Saturday, July 22, 2006

Offshore banking and financial services

There is nothing new about offshore to banks, investment funds and other types of financial institution; most of them long ago set up offshore branches in order to service multinational corporations, to facilitate trade, and to provide investment management for high-net-worth individual customers.

Some offshore jurisidictions have developed as centres for particular types of offshore financial service: thus, there are 700 banks in the Caymans, and several thousand investment funds in Luxembourg.

In recent years, growing financial awareness has created strong demand for offshore financial services among a wider community of customers; this is especially true of offshore investment funds. Even so, offshore financial services have tended to remain the preserve of larger companies or of relatively wealthy and sophisticated individuals - transaction costs are high and information not always easy to come by.

The Internet however opens the way to a far broader market for the providers of offshore financial services, by reducing transaction costs and by making information about offshore available instantly to anyone who is interested. This last point is important: until now, the marketing media used by offshore financial service providers have been subject to strong local regulation which controlled and limited the advertising of financial products. Thus, at present, a financial magazine based in, say, EU country X, is obliged by the regulators of country X not to accept advertisements for retail financial services unless the providers have conformed to local regulations (and have joined the appropriate trade body and have paid their dues!). No such pressures exist on the Internet, and it is difficult to see how they could be brought into play. An investment fund may say firmly (and does) on the Internet that its products are not offered to citizens of country X; but the citizens can still read about them, download the offers, and get Uncle Joe living in Spain to make the purchase for them using money in an Isle of Man bank account.

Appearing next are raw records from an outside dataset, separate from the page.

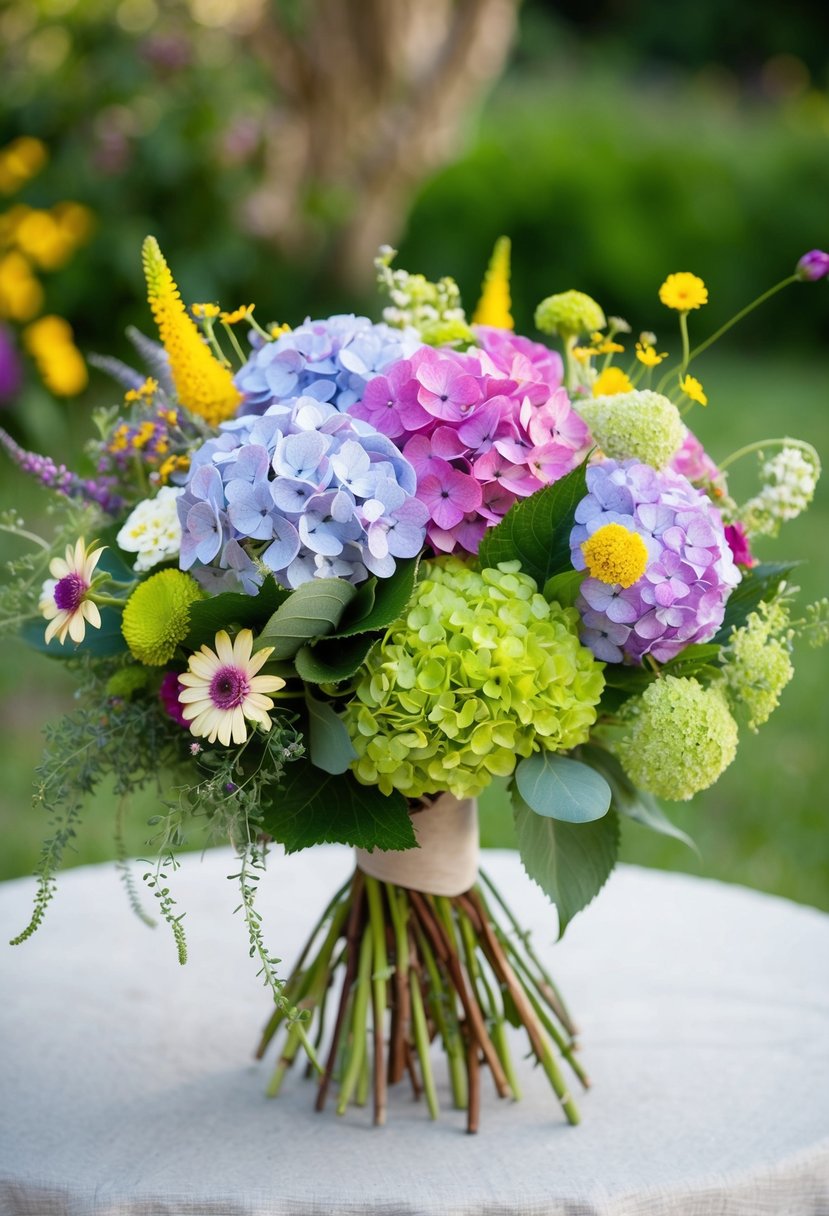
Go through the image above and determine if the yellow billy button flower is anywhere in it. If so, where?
[679,376,709,405]
[581,524,648,587]
[39,537,106,646]
[659,270,709,313]
[179,629,284,747]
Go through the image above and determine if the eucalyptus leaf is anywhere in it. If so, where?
[478,465,587,587]
[305,688,357,776]
[514,751,610,823]
[255,579,356,659]
[257,758,417,852]
[513,788,619,938]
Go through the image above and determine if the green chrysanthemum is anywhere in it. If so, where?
[122,570,203,668]
[535,292,608,338]
[579,389,686,468]
[608,676,737,801]
[344,557,604,798]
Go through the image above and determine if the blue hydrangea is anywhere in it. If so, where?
[177,396,429,595]
[236,314,422,413]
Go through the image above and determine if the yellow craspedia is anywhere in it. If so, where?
[659,270,709,313]
[120,570,204,668]
[593,367,633,396]
[142,236,242,427]
[472,236,515,330]
[581,524,648,587]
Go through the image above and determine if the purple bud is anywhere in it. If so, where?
[795,249,829,283]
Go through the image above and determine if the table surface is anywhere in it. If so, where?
[0,848,829,1216]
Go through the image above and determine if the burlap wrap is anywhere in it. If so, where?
[356,794,478,895]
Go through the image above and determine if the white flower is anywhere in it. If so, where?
[115,485,184,572]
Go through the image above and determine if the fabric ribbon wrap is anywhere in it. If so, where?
[356,794,478,895]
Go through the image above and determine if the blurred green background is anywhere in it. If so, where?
[0,0,829,908]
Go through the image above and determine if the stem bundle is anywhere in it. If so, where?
[256,869,590,1132]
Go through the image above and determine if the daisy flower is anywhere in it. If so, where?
[38,537,106,646]
[179,629,284,747]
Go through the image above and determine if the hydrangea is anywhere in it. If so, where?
[570,461,740,663]
[179,396,428,595]
[115,485,182,572]
[608,676,737,801]
[344,557,604,798]
[236,314,421,415]
[739,443,820,536]
[350,343,587,553]
[722,601,795,732]
[579,389,687,468]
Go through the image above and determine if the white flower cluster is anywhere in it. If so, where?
[739,444,820,536]
[115,485,184,573]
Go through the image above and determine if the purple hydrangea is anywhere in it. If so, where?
[236,315,421,413]
[570,460,740,663]
[177,396,428,595]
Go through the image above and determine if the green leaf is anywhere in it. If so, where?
[294,634,377,683]
[255,579,356,659]
[257,759,417,852]
[513,789,619,938]
[515,751,610,823]
[185,578,291,651]
[305,688,357,775]
[478,465,587,587]
[334,558,418,637]
[712,562,800,646]
[580,743,699,857]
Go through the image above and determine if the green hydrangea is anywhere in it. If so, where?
[344,557,604,798]
[722,601,795,732]
[122,570,204,668]
[607,676,737,801]
[579,389,686,468]
[535,292,608,338]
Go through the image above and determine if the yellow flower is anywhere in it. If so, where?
[581,524,648,587]
[679,376,709,405]
[472,236,515,330]
[143,236,242,427]
[593,367,633,396]
[636,342,667,367]
[659,270,709,313]
[219,304,253,325]
[179,629,284,747]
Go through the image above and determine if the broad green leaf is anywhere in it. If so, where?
[255,579,356,659]
[712,562,800,646]
[478,465,587,587]
[257,759,417,852]
[305,688,357,775]
[185,578,291,651]
[294,634,377,683]
[513,789,619,938]
[514,751,610,823]
[580,743,699,857]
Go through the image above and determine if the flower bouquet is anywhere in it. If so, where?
[2,238,829,1131]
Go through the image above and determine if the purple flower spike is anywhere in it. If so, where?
[795,249,829,283]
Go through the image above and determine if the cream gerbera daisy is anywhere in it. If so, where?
[179,629,284,747]
[38,537,106,646]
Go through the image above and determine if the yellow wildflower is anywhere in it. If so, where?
[593,367,633,396]
[472,236,515,330]
[679,376,709,405]
[143,236,242,427]
[659,270,709,313]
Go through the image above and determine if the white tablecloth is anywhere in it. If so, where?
[0,848,829,1216]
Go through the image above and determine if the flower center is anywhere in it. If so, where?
[53,570,89,612]
[210,666,250,709]
[581,524,648,587]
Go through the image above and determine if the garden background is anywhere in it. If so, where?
[0,0,829,908]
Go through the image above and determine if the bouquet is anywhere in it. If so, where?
[0,237,829,1131]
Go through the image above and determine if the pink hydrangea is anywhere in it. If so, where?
[349,340,588,553]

Offshore providers of financial services have strong competitive advantages and the unclogging of marketing channels may unleash a tidal wave of demand for their products. Here are some of the competitive advantages of offshore:

* Profits are less highly-taxed, or untaxed, allowing cheaper products
* Offshore jurisdictions are usually less highly regulated than high-tax countries, so that an offshore financial institution has more flexibility in planning, marketing and delivering products
* Financial products themselves can take advantage of a low-tax environment in order to deliver greater returns to customers
* The cost base of an offshore location is often more favourable than that of a high-tax location


These competitive pressures on the financial services market will be so great that institutions will be forced to use the Internet, and forced to do so from offshore, at least when they are not prevented by regulatory bodies from marketing offshore products. They often are, of course, and it will be interesting to see how far the Internet breaks down many of those regulatory barriers.

The whole range of retail financial services can be provided from offshore using the Internet. Services and products can include:

* Electronic banking including current and deposit account maintenance, paying bills, direct debits etc
* Offer and sale of stocks and shares, investment and mutual fund units, equity derivatives etc
* Foreign exchange services
* Offer, sale and maintenance of savings products including pension schemes
* Offer and sale of insurance products

Of the 28 jurisdictions covered in lowtax.net, 8 have stock exchanges, 15 have significant banking sectors, 12 have large mutual fund sectors, and 7 have insurance industries. What is noticeable is that growth rates in terms of numbers of institutions and volume of assets are far higher than the equivalent rates onshore, and that a high proportion of the institutions concerned are actively making use of e-commerce. Offshore financial services may be starting from a low base, and the volume of e-commerce transactions is not yet great, but if current trends are maintained then offshore electronic financial services will present a major challenge to their onshore brethren in a small number of years.